Développer une vision globale et centralisée de la data

Le premier objectif de la digitalisation industrielle est de proposer une représentation numérique de ce qu’il se passe dans les usines. Aujourd’hui, les nouvelles usines sont équipées de machines “digital ready”, qui collectent directement des données relatives au fonctionnement, à l’état et à la performance de l’équipement. Quant aux installations plus anciennes, elles peuvent être connectées grâce à l’IoT : capteurs intelligents, dispositifs de télémétrie et solutions cloud permettent de connecter l’existant et d’exploiter pleinement le potentiel de la donnée. Eiffage a ainsi installé une trentaine de capteurs sur chacun de ses sites de carrières et d’usines d’enrobés qui collectent à la fois des données relatives aux consommations de gaz, d’électricité ou d’eau et également des éléments exogènes comme l’humidité ou la météo. La digitalisation des sites industriels a ainsi permis de réduire de 7 % la consommation d’énergie par tonne produite grâce à l’analyse des données IoT.
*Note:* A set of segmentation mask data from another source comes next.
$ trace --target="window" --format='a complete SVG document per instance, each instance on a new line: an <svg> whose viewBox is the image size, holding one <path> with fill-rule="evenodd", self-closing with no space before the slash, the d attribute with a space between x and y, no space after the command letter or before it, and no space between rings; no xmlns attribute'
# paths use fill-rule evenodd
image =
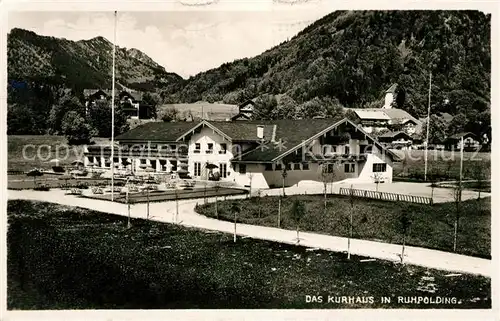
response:
<svg viewBox="0 0 500 321"><path fill-rule="evenodd" d="M294 171L300 171L300 164L299 163L293 164L293 170Z"/></svg>
<svg viewBox="0 0 500 321"><path fill-rule="evenodd" d="M308 171L309 170L309 163L302 163L302 170Z"/></svg>
<svg viewBox="0 0 500 321"><path fill-rule="evenodd" d="M323 146L323 155L334 154L337 152L337 147L333 145Z"/></svg>
<svg viewBox="0 0 500 321"><path fill-rule="evenodd" d="M146 164L147 164L147 160L144 158L141 158L141 165L146 165Z"/></svg>
<svg viewBox="0 0 500 321"><path fill-rule="evenodd" d="M150 149L158 149L158 145L156 145L156 144L151 144L151 145L149 145L149 148L150 148Z"/></svg>
<svg viewBox="0 0 500 321"><path fill-rule="evenodd" d="M246 174L246 173L247 173L247 165L240 164L240 174Z"/></svg>
<svg viewBox="0 0 500 321"><path fill-rule="evenodd" d="M323 173L333 173L334 166L333 164L323 164Z"/></svg>
<svg viewBox="0 0 500 321"><path fill-rule="evenodd" d="M344 172L354 173L356 171L356 164L344 164Z"/></svg>
<svg viewBox="0 0 500 321"><path fill-rule="evenodd" d="M292 170L292 164L291 163L286 163L286 170L291 171Z"/></svg>
<svg viewBox="0 0 500 321"><path fill-rule="evenodd" d="M166 159L160 159L160 171L166 172L167 171L167 160Z"/></svg>
<svg viewBox="0 0 500 321"><path fill-rule="evenodd" d="M170 145L170 151L174 153L177 150L177 145Z"/></svg>
<svg viewBox="0 0 500 321"><path fill-rule="evenodd" d="M344 147L344 154L349 155L349 154L350 154L350 151L351 151L351 150L350 150L349 146L345 146L345 147Z"/></svg>
<svg viewBox="0 0 500 321"><path fill-rule="evenodd" d="M172 165L171 171L172 171L172 172L177 171L177 161L173 161L173 160L171 160L171 161L170 161L170 164Z"/></svg>
<svg viewBox="0 0 500 321"><path fill-rule="evenodd" d="M194 176L196 177L201 176L201 163L199 162L194 163Z"/></svg>
<svg viewBox="0 0 500 321"><path fill-rule="evenodd" d="M387 170L386 163L373 164L373 172L374 173L385 172L386 170Z"/></svg>
<svg viewBox="0 0 500 321"><path fill-rule="evenodd" d="M227 144L225 143L220 144L219 154L225 154L226 152L227 152Z"/></svg>
<svg viewBox="0 0 500 321"><path fill-rule="evenodd" d="M280 163L277 163L276 166L274 166L275 171L280 171L283 167L281 166Z"/></svg>
<svg viewBox="0 0 500 321"><path fill-rule="evenodd" d="M220 163L219 169L220 169L220 176L222 178L226 178L227 177L227 164Z"/></svg>
<svg viewBox="0 0 500 321"><path fill-rule="evenodd" d="M207 154L212 154L214 152L214 144L208 143L207 150L205 151Z"/></svg>
<svg viewBox="0 0 500 321"><path fill-rule="evenodd" d="M273 164L264 164L264 170L265 171L272 171L273 170Z"/></svg>
<svg viewBox="0 0 500 321"><path fill-rule="evenodd" d="M201 149L201 144L200 143L194 144L194 152L195 153L199 153L200 149Z"/></svg>

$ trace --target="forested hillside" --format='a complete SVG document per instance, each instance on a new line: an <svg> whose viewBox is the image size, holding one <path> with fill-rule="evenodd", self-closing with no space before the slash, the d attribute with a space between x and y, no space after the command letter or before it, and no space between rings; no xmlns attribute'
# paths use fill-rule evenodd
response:
<svg viewBox="0 0 500 321"><path fill-rule="evenodd" d="M419 117L432 72L433 111L473 117L489 108L490 60L490 16L481 12L338 11L288 42L200 73L162 96L239 103L285 94L295 106L326 99L379 107L398 83L398 106Z"/></svg>

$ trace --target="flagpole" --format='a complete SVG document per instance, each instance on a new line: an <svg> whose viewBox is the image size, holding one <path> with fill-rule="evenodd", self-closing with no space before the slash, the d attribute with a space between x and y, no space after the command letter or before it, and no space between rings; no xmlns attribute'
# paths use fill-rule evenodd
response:
<svg viewBox="0 0 500 321"><path fill-rule="evenodd" d="M111 202L115 195L115 54L116 54L116 11L113 31L113 80L111 85Z"/></svg>
<svg viewBox="0 0 500 321"><path fill-rule="evenodd" d="M432 86L432 72L429 73L429 104L427 107L427 135L425 138L425 167L424 167L424 181L427 181L427 148L429 145L429 124L431 122L431 86Z"/></svg>

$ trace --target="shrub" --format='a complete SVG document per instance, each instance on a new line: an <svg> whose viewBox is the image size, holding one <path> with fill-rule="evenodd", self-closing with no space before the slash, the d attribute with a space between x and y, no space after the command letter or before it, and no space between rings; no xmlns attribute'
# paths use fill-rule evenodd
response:
<svg viewBox="0 0 500 321"><path fill-rule="evenodd" d="M47 191L50 191L50 187L47 186L47 185L38 185L38 186L35 186L33 188L33 190L35 191L44 191L44 192L47 192Z"/></svg>

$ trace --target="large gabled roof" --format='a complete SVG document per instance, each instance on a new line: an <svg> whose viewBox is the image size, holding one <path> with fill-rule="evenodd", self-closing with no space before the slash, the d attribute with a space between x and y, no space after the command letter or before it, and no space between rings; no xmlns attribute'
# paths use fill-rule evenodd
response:
<svg viewBox="0 0 500 321"><path fill-rule="evenodd" d="M313 139L323 135L324 133L338 127L341 124L349 124L358 131L366 135L383 151L387 152L393 158L397 155L387 150L378 140L367 134L362 128L349 119L301 119L301 120L275 120L273 124L277 125L276 142L267 142L256 149L249 151L237 159L236 162L275 162L282 159L286 155L293 153L299 148L306 146Z"/></svg>
<svg viewBox="0 0 500 321"><path fill-rule="evenodd" d="M410 115L406 110L399 109L399 108L388 108L384 109L384 112L389 116L392 120L397 120L397 121L404 121L404 120L411 120L415 124L419 123L419 120Z"/></svg>
<svg viewBox="0 0 500 321"><path fill-rule="evenodd" d="M258 141L257 126L264 127L264 139L270 139L272 136L273 125L269 121L207 121L217 127L224 134L229 136L232 141Z"/></svg>
<svg viewBox="0 0 500 321"><path fill-rule="evenodd" d="M117 136L117 141L175 142L199 122L150 122Z"/></svg>
<svg viewBox="0 0 500 321"><path fill-rule="evenodd" d="M208 126L232 142L261 142L261 146L238 155L233 161L274 162L305 146L313 139L341 124L349 124L360 131L393 158L397 155L386 150L375 138L349 119L299 119L262 121L201 121L201 122L150 122L138 126L115 139L117 141L176 142L195 132L200 126ZM264 129L264 139L257 137L257 127Z"/></svg>
<svg viewBox="0 0 500 321"><path fill-rule="evenodd" d="M353 109L353 111L360 119L391 120L391 117L389 117L382 109L367 108L367 109Z"/></svg>
<svg viewBox="0 0 500 321"><path fill-rule="evenodd" d="M380 135L379 137L392 138L392 137L396 137L398 135L405 135L405 136L411 137L410 135L408 135L407 133L405 133L403 131L386 132L386 133L383 133L382 135Z"/></svg>
<svg viewBox="0 0 500 321"><path fill-rule="evenodd" d="M457 133L455 135L451 135L449 139L461 139L462 137L467 137L471 136L473 138L476 138L476 135L471 133L471 132L463 132L463 133Z"/></svg>

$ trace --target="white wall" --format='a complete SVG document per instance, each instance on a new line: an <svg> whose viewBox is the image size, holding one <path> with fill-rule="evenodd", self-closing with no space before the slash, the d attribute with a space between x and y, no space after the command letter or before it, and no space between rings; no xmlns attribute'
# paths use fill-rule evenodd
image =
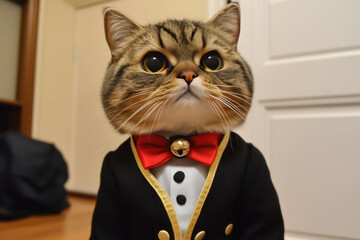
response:
<svg viewBox="0 0 360 240"><path fill-rule="evenodd" d="M73 170L76 11L62 0L42 0L39 13L32 135L55 143Z"/></svg>
<svg viewBox="0 0 360 240"><path fill-rule="evenodd" d="M115 7L141 24L168 17L206 20L208 8L206 0L105 1L80 8L72 2L41 1L33 137L62 151L69 190L96 193L103 157L128 137L114 132L100 104L110 60L103 8Z"/></svg>

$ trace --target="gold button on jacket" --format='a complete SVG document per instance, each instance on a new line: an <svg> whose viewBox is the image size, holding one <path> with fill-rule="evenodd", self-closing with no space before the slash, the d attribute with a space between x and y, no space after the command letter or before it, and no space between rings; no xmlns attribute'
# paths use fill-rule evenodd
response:
<svg viewBox="0 0 360 240"><path fill-rule="evenodd" d="M169 240L170 239L169 233L165 230L159 231L158 237L159 237L159 240Z"/></svg>
<svg viewBox="0 0 360 240"><path fill-rule="evenodd" d="M225 235L229 236L231 234L233 228L234 228L234 225L232 223L227 225L226 228L225 228Z"/></svg>
<svg viewBox="0 0 360 240"><path fill-rule="evenodd" d="M202 240L205 237L205 231L198 232L194 240Z"/></svg>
L’enjeu est de rendre la data accessible à distance afin de développer une vision globale et centralisée pour prendre des décisions éclairées.

Une data au service de bénéfices tangibles

De nombreux cas d’usage sont explorés par l’industrie, à l’instar de la maintenance prédictive, du pilotage de la maîtrise énergétique, ou encore de l’identification des écarts sur la ligne de production. Selon les données du Ministère de la Transition Écologique, en 2023, l’industrie manufacturière représentait environ 19 % de la consommation finale d’énergie en France.

Les opportunités offertes par la technologie sont nombreuses : réduction des coûts, accélération des cycles de production, amélioration du niveau de qualité des produits finis, automatisation des tâches à faible valeur ajoutée, baisse de la pénibilité ou encore création de nouveaux services. Pour reprendre l’exemple précédemment évoqué, les quelques 2 millions de messages IoT délivrés par jour et sur chacun des sites d’Eiffage fournissent à l’opérateur des informations en temps réel sur la manière dont il doit gérer sa machine. In fine, cela permet de garantir le meilleur niveau de qualité possible pour les produits car ils bénéficient d’un processus industriel personnalisé et optimal.

Expérimenter pour réussir

Pour parvenir à ces résultats, il est indispensable d’expérimenter. Les entreprises prudentes peuvent commencer par des projets modestes, en privilégiant des cas d’usage simples qui permettent de générer rapidement des gains mesurables. Pour assurer leur réussite, il convient d’impliquer dès le départ les futurs utilisateurs afin de réduire les résistances au changement et de favoriser une adoption fluide des nouvelles solutions. Chez InVivo, pour faciliter l’adoption de l’intelligence artificielle au sein des malteries, il est expliqué au personnel que l’IA va leur proposer 3 scénarios, qu’ils sont libres d’accepter ou non. En cas de refus d’un scénario, ils doivent justifier leur décision. Résultat : le taux d’adoption est d’environ 85%.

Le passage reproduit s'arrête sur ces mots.